Oracle's stock soared in September after backlog jumped about 360%. Then it came out that nearly all of the bump was OpenAI. Oracle then lost about half its value over five months.
Gil Luria at D.A. Davidson said Alphabet "did it the same way Oracle did." His point: the firm shared the backlog without saying how much came from one buyer.
Microsoft has faced the same questions about its OpenAI ties.
The cash flow gets weird. Anthropic is a cash-burning startup. It's raised tens of billions from Google, then spent much of that money back at Google for cloud and chips.
The TPU Wild Card
Google's own AI chips are starting to matter. They're called TPUs, short for tensor processing units.
Mizuho thinks about $61 billion of cloud backlog through 2027 could come from TPU sales. Most of that revenue should hit next year.

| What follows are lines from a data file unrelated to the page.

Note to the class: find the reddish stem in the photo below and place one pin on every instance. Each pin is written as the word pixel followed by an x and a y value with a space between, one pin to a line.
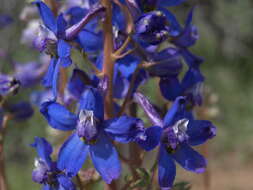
pixel 108 68
pixel 3 180
pixel 108 62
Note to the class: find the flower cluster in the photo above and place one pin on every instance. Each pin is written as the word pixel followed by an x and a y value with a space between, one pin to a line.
pixel 123 44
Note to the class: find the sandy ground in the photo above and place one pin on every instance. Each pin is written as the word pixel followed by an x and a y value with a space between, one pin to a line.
pixel 231 174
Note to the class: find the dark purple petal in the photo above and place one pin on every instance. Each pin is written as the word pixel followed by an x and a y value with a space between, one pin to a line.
pixel 21 110
pixel 39 175
pixel 78 83
pixel 175 27
pixel 123 129
pixel 25 76
pixel 105 159
pixel 47 16
pixel 72 155
pixel 166 63
pixel 148 108
pixel 191 59
pixel 48 78
pixel 87 126
pixel 65 182
pixel 189 159
pixel 93 101
pixel 56 78
pixel 177 107
pixel 8 85
pixel 44 149
pixel 58 116
pixel 61 26
pixel 151 138
pixel 170 87
pixel 5 20
pixel 199 131
pixel 63 49
pixel 166 169
pixel 168 3
pixel 191 78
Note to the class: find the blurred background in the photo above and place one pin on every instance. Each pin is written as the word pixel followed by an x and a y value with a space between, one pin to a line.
pixel 226 44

That makes Google a way to bet on AI chips without buying Nvidia. AMD, Intel, and Micron stocks have all more than doubled this year on the same logic.
Google's capex this year is set to hit $190 billion. That's more than double last year.
Argus has a buy rating. The firm called Alphabet's ability to pay for that build-out versus rivals like OpenAI a "competitive advantage."
What To Watch
Google I/O kicks off in less than two weeks. Investors will watch for proof that AI sales can come from somewhere besides Anthropic.
Munster says the biggest risk is the stock already prices in big future gains. Nvidia, by contrast, is up just 15% this year despite huge growth. The market may treat Google the same way.